LVQ implementation strategy
The strategy
argument in the svs.LVQLoader
is of type svs.LVQStrategy
and defines the low level implementation strategy for LVQ, whether it is Turbo or Sequential. Turbo is an
optimized implementation that brings further performance over the default (Sequential) implementation [AHBW24]. Turbo can be used
when using 4 bits for the primary LVQ level and it is enabled by default for that setting.
Padding
LVQ-compressed vectors can be padded to a multiple of 32 or 64 bytes to be aligned with half or full cache lines.
This improves search performance and has a low impact on the overall memory footprint cost (e.g., 5% and 12% larger
footprint for Deep with graph_max_degree
= 128 and 32, respectively).
A value of 0 (default) implies no special alignment.
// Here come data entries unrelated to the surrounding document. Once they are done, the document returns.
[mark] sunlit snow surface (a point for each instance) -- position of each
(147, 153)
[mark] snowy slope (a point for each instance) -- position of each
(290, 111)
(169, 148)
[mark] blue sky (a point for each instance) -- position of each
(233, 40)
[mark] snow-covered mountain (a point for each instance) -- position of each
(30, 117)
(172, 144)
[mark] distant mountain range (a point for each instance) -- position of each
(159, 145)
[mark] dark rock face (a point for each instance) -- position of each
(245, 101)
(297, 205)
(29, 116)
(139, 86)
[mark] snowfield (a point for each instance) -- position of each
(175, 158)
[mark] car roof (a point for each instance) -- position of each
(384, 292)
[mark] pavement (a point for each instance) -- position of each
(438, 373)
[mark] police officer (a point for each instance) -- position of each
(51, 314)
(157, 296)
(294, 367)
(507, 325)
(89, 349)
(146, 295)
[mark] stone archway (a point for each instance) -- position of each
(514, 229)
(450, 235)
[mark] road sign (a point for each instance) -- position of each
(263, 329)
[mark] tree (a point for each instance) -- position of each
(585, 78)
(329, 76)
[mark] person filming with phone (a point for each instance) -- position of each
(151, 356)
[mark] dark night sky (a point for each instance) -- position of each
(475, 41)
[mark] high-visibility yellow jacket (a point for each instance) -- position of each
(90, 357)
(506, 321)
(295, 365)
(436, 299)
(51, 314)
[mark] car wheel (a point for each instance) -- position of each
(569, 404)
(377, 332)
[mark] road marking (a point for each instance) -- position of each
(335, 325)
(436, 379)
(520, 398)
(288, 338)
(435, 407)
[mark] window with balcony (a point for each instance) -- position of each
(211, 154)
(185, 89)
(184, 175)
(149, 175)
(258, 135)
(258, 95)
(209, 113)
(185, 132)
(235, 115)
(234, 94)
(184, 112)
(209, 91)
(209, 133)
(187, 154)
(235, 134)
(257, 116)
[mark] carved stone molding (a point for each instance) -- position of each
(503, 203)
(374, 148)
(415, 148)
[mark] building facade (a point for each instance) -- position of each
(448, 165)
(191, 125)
For details on the C++ implementation see Locally-Adaptive Vector Quantization.
How to Prepare Your Own Vector Dataset
Preparing your own vector dataset is simple with our Python API svs
, which can
directly use embeddings encoded as numpy
arrays.
There are 3 main steps to preparing your own vector dataset, starting from the original data format (e.g. images, text).
Select embedding model
Preprocess the data
Embed the data to generate vectors
Use or save the embeddings
We will walk through a simple example below. For complete examples, please see our VectorSearchDatasets repository, which contains code to generate compatible vector embeddings for common datasets such as open-images.
Example: vector embeddings of images
This simplified example is derived from our VectorSearchDatasets code.
Select embedding model
Many users will be interested in using deep learning models to embed their data. For an image this could be something like the multimodal vision-language model, CLIP. This model is available through the Hugging Face Transformers library, which we import here in order to load the model. We also import PyTorch and some data processing tools which will appear in the next step.
import svs
import torch
from transformers import AutoProcessor, CLIPProcessor, CLIPModel
model_str = "openai/clip-vit-base-patch32"
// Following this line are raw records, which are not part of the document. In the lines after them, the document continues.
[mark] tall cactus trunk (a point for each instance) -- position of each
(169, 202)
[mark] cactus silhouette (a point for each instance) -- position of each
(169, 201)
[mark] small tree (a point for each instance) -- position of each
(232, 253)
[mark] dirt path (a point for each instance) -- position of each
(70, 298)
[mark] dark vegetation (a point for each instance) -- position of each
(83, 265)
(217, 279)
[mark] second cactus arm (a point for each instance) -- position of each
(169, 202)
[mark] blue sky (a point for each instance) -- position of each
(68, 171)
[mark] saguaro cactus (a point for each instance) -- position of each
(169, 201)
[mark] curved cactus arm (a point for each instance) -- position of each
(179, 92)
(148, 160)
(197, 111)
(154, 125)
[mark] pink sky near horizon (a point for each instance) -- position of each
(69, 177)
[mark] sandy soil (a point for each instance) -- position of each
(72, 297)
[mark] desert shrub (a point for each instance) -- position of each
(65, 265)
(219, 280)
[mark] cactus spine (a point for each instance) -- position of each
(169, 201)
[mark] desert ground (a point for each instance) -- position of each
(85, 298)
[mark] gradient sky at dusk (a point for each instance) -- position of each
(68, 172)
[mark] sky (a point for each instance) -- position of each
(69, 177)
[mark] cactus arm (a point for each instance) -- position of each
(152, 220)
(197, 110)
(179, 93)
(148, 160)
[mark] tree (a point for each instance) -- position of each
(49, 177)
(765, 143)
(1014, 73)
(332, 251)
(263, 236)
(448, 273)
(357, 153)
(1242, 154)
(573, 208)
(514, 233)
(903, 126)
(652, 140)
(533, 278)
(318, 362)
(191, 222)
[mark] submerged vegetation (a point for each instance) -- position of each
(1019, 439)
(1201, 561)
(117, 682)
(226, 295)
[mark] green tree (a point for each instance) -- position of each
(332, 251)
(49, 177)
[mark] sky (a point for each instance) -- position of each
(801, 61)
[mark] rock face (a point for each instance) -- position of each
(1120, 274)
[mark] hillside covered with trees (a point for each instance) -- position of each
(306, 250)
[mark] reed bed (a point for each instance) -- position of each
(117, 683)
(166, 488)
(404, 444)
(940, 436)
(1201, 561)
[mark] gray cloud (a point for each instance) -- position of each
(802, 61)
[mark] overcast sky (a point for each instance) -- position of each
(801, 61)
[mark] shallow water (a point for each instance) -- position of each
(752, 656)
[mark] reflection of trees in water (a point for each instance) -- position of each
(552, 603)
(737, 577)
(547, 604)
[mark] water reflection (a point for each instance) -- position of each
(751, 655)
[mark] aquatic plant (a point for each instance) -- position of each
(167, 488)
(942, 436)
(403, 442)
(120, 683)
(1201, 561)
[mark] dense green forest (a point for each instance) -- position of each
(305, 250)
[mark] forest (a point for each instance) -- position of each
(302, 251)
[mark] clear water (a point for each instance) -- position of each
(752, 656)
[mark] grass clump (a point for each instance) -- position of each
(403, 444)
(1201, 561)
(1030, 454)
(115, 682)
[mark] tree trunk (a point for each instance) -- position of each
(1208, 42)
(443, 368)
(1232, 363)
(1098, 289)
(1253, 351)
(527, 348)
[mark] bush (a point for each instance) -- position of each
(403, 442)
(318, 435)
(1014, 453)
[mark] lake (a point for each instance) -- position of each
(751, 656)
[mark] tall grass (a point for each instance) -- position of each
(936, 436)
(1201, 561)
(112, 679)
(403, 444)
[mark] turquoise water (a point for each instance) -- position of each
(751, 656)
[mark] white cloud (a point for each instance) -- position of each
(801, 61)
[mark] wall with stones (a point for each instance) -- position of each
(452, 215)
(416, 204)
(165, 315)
model = CLIPModel.from_pretrained(model_str)
Preprocess the data
You will need to prepare your data so that it can be processed by the embedding model. You should also apply any other preprocessing here, such as cropping images, removing extraneous text, etc.
For our example, let’s assume that the OpenImages dataset has been downloaded and we wish to preprocess the first 24 images. Here we use the HuggingFace AutoProcessor to pre-process the dataset to the format required by CLIP.
import pandas as pd
from PIL import Image
processor = AutoProcessor.from_pretrained(model_str)
image_list = []
n_img_to_process = 24
for img_id in range(0, n_img_to_process):
image_fname = f'{oi_base_dir}/images/{img_id}.jpg'
image = Image.open(image_fname)
image_list.append(image)
print(f'Pre-processing {n_img_to_process} images')
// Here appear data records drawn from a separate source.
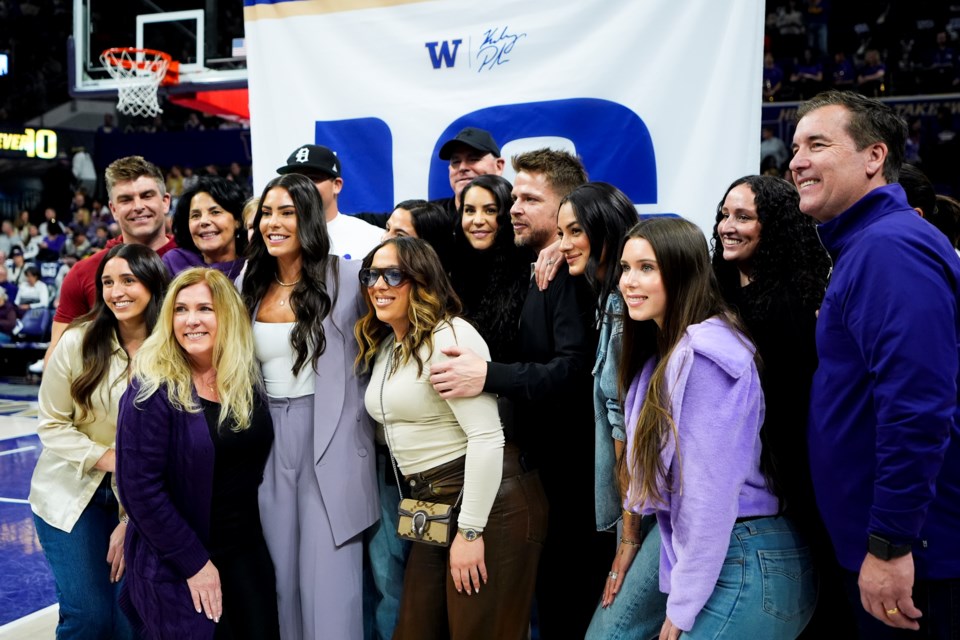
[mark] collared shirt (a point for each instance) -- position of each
(65, 479)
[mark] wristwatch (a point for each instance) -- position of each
(886, 550)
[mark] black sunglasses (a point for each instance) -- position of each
(392, 276)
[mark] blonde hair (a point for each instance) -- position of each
(161, 361)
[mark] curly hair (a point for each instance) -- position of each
(225, 193)
(432, 301)
(311, 299)
(789, 255)
(491, 283)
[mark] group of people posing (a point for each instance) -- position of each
(225, 453)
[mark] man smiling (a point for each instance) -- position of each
(884, 445)
(139, 203)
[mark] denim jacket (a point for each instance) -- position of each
(608, 414)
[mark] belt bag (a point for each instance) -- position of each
(426, 522)
(420, 521)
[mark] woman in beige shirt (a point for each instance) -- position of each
(449, 451)
(78, 519)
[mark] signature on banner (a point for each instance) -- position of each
(496, 47)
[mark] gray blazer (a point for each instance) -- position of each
(343, 449)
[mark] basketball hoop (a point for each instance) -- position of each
(139, 72)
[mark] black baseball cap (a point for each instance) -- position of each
(311, 158)
(479, 139)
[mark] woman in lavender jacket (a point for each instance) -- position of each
(729, 566)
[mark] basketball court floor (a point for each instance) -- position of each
(27, 593)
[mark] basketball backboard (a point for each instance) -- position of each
(204, 36)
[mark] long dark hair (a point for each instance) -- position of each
(606, 214)
(789, 256)
(432, 301)
(97, 347)
(225, 193)
(311, 299)
(492, 283)
(692, 296)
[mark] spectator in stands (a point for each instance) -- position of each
(9, 238)
(350, 237)
(78, 518)
(17, 265)
(22, 226)
(8, 317)
(871, 75)
(946, 217)
(843, 72)
(773, 147)
(193, 435)
(33, 244)
(807, 76)
(772, 78)
(52, 245)
(208, 228)
(32, 292)
(9, 287)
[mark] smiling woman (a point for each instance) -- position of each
(192, 448)
(209, 229)
(73, 495)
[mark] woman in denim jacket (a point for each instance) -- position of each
(592, 223)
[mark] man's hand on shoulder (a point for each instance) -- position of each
(886, 591)
(462, 376)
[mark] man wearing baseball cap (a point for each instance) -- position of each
(472, 152)
(350, 237)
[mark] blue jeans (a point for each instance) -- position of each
(638, 611)
(386, 561)
(767, 587)
(938, 600)
(88, 600)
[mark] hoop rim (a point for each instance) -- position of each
(111, 57)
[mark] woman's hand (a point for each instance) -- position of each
(205, 590)
(618, 572)
(669, 631)
(466, 564)
(107, 462)
(115, 552)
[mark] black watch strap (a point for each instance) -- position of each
(886, 550)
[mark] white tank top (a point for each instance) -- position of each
(271, 345)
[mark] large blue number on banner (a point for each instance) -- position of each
(612, 140)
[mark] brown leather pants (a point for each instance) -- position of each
(431, 608)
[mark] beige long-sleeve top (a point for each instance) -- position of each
(425, 431)
(64, 479)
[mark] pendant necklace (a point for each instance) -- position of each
(285, 284)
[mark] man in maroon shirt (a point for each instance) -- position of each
(139, 203)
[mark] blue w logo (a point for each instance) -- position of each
(445, 56)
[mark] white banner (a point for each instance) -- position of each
(659, 97)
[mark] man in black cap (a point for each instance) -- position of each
(350, 237)
(472, 152)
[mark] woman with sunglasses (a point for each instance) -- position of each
(319, 492)
(448, 451)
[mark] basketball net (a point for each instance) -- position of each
(138, 73)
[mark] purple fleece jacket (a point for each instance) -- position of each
(717, 405)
inputs = processor(images=image_list, return_tensors="pt")
Embed the data to generate vectors
We then call the CLIP method to grab the features, or vector embeddings, associated with the images in our list. We also convert these embeddings from torch tensors to numpy arrays to enable their use in svs.
with torch.no_grad():
print(f'Generating embeddings')
embeddings = model.get_image_features(**inputs).detach().numpy()
Use or save the embeddings
Now that you have the embeddings as numpy arrays, you can directly pass them as inputs to svs functions. An example call to build a search index from the embeddings is shown below.
index = svs.Vamana.build(parameters, embeddings, svs.DistanceType.L2)
You may also save the embeddings into the commonly used vector file format *vecs
with svs.write_vecs()
. A description of the *vecs
file format is given
here.
svs.write_vecs(embeddings, out_file)
Other data format helper functions are described in our I/O and Conversion Tools documentation.